A Swallow-tailed Kite enjoys ‘in-flight dining’ after catching a grasshopper in mid-air. These raptors eat other types of flying insects, as well as snakes, lizards, treefrogs, nestling birds, eggs and fruit, according to Audobon. (photo by Joe Berry)

“They love to come when the farmers are cutting hay and the insects are stirred up –  locusts, June bugs, cicadas,” Gordon says. “They head west into our area and then south to their winter grounds back to Florida or Central or South America. It’s all part of a migration that happens twice a year. This is a little side trip to this area. They don’t belong up here, but they show up in this waiting period.”

Kites can be found in northern Georgia, generally, from late summer to early fall. It would be rare to see them any other time of year, Gordon says. The birds now in Habersham are likely to stay through at least mid-August. During this ‘waiting period,’ Northeast Georgians have an opportunity to witness these remarkable creatures up close. Unlike birds indigenous to this area, Swallow-tailed Kites rarely flap their wings, instead, they glide, using their deeply-forked tails as rudders.

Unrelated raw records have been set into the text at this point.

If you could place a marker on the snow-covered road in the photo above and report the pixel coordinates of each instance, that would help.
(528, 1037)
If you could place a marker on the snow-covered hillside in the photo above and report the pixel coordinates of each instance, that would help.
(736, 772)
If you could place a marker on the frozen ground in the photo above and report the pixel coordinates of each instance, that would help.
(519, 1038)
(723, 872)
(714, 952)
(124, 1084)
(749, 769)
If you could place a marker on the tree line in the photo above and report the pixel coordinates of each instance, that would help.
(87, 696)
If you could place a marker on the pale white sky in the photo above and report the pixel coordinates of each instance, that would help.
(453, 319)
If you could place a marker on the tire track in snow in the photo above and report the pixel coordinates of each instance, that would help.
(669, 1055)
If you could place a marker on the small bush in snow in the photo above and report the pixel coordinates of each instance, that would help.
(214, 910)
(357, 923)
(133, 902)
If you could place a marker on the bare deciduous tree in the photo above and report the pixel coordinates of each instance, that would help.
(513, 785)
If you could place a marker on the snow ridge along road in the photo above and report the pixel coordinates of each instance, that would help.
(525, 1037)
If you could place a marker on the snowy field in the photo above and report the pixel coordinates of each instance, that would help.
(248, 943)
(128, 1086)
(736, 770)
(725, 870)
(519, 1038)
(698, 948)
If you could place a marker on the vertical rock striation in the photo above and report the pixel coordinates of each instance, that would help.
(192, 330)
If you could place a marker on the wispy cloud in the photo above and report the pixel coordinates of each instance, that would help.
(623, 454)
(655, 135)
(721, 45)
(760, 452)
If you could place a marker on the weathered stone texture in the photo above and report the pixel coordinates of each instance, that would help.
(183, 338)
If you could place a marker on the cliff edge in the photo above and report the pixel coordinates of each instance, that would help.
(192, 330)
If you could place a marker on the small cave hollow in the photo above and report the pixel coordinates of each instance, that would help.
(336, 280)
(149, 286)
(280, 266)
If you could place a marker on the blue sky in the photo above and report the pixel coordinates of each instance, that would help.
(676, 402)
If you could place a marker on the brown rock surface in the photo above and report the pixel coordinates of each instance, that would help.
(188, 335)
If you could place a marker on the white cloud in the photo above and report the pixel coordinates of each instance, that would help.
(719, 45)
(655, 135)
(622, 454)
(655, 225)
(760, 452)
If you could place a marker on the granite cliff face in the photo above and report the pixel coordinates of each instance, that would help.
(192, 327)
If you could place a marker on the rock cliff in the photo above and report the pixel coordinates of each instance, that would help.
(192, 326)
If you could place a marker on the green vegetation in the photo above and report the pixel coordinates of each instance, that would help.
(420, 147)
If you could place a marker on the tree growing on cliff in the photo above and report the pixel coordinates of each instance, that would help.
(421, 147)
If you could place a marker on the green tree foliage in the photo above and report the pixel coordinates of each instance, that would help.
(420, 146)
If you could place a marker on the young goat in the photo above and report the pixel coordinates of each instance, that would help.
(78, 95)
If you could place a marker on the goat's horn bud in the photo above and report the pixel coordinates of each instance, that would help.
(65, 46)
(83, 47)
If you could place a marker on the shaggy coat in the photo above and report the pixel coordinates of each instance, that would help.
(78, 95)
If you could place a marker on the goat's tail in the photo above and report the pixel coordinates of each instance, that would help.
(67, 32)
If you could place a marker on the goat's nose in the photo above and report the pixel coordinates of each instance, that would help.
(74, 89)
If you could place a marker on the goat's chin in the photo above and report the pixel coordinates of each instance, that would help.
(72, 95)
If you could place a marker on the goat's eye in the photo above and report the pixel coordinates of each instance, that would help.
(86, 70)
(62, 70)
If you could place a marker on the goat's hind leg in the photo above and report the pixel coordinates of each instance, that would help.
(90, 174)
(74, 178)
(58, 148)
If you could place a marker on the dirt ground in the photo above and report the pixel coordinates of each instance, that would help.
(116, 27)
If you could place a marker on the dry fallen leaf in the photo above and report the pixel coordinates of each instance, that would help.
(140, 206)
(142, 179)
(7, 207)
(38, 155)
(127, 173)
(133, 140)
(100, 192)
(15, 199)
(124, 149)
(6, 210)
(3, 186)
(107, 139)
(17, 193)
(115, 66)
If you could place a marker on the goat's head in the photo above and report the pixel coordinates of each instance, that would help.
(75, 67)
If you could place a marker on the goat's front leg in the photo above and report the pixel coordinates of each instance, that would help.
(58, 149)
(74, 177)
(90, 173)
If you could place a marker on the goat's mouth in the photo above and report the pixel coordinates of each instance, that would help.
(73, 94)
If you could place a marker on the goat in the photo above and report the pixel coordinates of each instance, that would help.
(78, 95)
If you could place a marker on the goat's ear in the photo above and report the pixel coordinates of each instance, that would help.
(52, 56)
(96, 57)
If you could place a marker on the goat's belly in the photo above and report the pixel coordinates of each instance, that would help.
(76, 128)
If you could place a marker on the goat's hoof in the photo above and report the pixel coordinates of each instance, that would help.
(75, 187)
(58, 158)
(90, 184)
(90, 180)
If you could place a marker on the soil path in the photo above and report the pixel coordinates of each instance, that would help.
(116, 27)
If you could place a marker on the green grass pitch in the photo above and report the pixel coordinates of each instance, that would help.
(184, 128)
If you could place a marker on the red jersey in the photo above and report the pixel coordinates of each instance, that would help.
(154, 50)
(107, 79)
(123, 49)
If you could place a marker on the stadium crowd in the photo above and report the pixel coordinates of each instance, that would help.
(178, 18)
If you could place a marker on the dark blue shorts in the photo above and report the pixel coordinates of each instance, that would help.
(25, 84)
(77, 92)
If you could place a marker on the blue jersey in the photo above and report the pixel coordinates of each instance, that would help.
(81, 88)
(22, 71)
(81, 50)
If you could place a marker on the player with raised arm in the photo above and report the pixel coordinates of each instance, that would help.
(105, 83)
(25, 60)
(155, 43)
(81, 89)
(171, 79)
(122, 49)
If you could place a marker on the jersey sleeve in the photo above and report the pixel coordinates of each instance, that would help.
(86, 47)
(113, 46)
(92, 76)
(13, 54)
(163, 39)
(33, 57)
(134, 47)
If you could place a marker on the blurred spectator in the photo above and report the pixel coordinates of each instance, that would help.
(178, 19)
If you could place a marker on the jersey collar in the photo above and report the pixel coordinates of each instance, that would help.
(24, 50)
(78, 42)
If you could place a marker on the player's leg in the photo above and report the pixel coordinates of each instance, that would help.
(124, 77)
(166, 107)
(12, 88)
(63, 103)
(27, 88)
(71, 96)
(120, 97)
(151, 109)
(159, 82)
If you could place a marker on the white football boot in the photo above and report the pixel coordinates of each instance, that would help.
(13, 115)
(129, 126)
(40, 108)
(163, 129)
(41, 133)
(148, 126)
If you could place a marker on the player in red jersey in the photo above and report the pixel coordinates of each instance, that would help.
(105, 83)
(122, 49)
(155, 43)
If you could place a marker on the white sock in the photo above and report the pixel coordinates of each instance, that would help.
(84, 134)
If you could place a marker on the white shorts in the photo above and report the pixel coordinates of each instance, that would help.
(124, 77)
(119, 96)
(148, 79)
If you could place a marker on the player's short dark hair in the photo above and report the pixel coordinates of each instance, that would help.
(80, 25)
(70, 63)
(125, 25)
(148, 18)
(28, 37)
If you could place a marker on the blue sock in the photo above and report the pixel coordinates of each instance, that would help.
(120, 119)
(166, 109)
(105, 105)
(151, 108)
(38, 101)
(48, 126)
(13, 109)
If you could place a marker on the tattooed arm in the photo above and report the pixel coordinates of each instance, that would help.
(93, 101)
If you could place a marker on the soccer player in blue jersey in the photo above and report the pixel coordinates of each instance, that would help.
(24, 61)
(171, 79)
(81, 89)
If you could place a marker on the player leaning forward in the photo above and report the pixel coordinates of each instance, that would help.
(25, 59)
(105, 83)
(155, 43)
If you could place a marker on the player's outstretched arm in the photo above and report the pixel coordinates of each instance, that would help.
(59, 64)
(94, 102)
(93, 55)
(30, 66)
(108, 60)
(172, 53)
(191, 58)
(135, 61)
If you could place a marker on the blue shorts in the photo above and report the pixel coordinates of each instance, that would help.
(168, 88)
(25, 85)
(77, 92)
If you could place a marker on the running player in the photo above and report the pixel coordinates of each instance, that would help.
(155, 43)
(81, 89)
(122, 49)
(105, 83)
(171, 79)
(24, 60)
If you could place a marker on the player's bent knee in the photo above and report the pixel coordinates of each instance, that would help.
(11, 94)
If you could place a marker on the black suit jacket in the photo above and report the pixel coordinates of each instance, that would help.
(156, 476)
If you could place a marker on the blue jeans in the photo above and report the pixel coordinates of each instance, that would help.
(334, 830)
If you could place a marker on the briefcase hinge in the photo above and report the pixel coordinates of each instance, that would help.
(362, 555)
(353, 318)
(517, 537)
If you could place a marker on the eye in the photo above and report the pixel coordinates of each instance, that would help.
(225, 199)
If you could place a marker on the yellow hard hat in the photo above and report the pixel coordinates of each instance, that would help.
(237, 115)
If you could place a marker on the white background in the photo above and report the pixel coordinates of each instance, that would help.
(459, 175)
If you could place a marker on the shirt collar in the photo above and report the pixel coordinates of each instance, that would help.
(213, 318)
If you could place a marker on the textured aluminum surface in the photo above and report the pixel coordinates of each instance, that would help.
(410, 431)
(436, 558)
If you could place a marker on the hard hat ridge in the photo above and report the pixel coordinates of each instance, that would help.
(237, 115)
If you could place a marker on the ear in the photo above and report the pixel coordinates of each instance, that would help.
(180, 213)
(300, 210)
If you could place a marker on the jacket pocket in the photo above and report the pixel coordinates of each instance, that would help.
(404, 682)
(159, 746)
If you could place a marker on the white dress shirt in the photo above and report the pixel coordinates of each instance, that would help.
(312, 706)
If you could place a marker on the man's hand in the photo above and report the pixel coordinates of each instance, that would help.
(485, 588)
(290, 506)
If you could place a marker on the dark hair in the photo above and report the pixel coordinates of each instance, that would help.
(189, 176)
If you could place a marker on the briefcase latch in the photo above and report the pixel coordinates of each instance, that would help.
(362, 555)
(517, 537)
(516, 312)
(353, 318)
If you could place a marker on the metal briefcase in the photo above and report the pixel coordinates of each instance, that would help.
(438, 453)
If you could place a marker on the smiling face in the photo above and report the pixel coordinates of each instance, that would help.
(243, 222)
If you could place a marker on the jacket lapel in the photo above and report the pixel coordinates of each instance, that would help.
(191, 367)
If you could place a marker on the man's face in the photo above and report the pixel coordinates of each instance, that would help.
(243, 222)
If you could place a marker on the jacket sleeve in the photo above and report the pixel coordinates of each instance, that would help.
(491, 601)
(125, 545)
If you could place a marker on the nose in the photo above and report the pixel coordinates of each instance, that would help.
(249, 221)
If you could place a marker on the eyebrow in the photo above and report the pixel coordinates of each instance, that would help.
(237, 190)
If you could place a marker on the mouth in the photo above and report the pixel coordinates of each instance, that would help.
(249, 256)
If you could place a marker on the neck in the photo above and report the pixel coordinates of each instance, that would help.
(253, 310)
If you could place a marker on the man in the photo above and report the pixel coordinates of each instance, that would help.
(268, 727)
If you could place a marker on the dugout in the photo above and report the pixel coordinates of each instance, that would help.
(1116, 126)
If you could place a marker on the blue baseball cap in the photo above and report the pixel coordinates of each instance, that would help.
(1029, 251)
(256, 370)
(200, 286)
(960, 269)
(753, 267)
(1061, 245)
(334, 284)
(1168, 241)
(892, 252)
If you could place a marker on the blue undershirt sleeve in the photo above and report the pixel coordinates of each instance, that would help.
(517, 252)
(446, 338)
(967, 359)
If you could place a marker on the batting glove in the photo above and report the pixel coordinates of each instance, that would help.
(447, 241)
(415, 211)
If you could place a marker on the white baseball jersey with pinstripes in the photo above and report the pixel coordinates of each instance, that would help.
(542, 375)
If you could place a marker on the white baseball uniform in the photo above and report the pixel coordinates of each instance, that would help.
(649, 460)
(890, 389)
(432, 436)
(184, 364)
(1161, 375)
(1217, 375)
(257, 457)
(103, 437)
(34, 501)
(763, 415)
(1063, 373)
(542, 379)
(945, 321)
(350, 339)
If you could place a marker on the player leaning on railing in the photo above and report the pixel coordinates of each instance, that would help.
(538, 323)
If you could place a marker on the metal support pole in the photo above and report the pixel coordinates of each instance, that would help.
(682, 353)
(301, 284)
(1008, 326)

They frequently turn their tails while flying, sometimes to nearly 90 degrees, to maintain their flight path, veer sharply, or circle.

Neither Berry nor Gordon can say for certain what is driving these birds deeper into northern Georgia, but changes in climate and habitat appear to play a role. According to the American Bird Conservancy website, habitat loss, in part due to development, remains the main threat to this species.

Swallow-tailed Kites in the skies above Fairview, July 30, 2022. (photo by Joe Berry)

“There’s a field where I spotted them several years ago near Talmo in Jackson County,” Gordon says, “and now there’s a big factory being built in that field.”

Scientists with the National Audubon Society have used 140 million bird observations and sophisticated climate models to project how climate change will affect the Swallowed-tailed Kites’ range in the future.

As new housing developments continue to crop up across Habersham (two are just down the road from where the Kites are) one wonders how many more years birders and casual sky gawkers will have to enjoy this spectacle in the skies above Fairview. But for now, the bugs seem plentiful and the Swallow-tailed Kites seem content, and that gives us all one more reason to keep lookin’ up.